The prober(s) seem to detect it just fine. Quickly stepping through the code with a debugger doesn't trigger the actual connection closure however.

My expectation would be that the heartbeat fails, so it would eventually error out and close the underlying connection here: https://github.com/etcd-io/etcd/blob/release-3.5/server/etcdserver/api/rafthttp/stream.go#L178-L202

The encoder seems to happily continue to write on the response stream without any problems though.

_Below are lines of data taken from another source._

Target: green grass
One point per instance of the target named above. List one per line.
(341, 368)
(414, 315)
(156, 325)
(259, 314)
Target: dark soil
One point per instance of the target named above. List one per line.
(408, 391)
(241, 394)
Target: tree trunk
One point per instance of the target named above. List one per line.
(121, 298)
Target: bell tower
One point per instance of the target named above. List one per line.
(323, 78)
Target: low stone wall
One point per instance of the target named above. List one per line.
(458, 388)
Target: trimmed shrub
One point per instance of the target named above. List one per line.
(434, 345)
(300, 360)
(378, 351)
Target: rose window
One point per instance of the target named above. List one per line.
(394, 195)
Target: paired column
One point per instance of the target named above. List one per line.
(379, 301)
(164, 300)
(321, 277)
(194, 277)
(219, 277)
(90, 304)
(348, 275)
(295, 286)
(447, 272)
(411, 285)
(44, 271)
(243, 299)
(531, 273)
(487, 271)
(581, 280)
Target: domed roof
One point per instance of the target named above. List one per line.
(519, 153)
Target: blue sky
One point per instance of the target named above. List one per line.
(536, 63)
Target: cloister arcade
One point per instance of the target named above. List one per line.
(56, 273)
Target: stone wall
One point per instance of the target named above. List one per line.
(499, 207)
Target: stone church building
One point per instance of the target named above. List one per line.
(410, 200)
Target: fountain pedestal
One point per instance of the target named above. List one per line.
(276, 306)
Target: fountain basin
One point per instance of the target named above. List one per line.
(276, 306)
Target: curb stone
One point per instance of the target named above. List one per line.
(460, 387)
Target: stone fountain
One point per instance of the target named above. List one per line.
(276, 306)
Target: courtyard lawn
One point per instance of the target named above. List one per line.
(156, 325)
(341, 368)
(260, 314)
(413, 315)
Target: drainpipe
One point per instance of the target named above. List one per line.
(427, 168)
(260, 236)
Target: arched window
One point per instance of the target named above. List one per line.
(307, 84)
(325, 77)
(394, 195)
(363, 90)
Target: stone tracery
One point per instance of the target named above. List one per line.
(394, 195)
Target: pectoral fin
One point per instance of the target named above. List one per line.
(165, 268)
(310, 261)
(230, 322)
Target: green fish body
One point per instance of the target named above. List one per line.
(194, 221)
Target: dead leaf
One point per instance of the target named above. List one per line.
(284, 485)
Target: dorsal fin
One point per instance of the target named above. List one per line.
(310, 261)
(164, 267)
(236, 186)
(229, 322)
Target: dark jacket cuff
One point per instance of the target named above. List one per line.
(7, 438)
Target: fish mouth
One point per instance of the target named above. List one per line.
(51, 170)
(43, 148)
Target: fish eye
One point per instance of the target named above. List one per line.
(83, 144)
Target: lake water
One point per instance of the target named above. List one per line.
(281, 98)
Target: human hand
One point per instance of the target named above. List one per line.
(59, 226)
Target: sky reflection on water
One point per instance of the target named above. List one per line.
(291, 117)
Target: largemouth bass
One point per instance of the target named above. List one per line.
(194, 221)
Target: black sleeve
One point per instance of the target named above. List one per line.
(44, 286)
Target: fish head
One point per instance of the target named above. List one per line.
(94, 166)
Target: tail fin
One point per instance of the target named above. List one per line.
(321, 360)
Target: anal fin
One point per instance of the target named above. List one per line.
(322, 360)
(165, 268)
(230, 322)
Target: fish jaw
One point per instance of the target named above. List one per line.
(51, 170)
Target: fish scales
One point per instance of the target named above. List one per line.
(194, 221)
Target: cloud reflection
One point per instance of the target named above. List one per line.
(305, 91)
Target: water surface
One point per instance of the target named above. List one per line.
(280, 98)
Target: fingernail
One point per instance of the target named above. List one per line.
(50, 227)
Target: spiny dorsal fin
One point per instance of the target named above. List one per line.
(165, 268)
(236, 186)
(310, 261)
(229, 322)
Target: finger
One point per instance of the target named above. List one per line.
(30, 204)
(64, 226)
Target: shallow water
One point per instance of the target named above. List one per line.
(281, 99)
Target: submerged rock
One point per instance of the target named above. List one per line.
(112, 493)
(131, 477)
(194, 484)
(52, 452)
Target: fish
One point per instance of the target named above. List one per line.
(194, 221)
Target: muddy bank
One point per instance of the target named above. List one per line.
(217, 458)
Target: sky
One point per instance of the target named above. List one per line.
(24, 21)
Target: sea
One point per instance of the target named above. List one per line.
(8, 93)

SingleThread commented 1 month ago

The prober(s) seem to detect it just fine. Quickly stepping through the code with a debugger doesn't trigger the actual connection closure however.

It is true that connection problems can be detected quickly. That is because after you configure the firewall policy, new connection requests continue to be initiated, thus responding to failures. However, long connections have been established between the two cluster members before configuring the firewall policy. It will not be disconnected because of the firewall policy, so I don't fully understand the heartbeat mechanism. After adding the firewall policy, what is the timing for the long connection that has been established to be disconnected? For example, after how many times it has been detected, Or how long it took for no packets to be sent.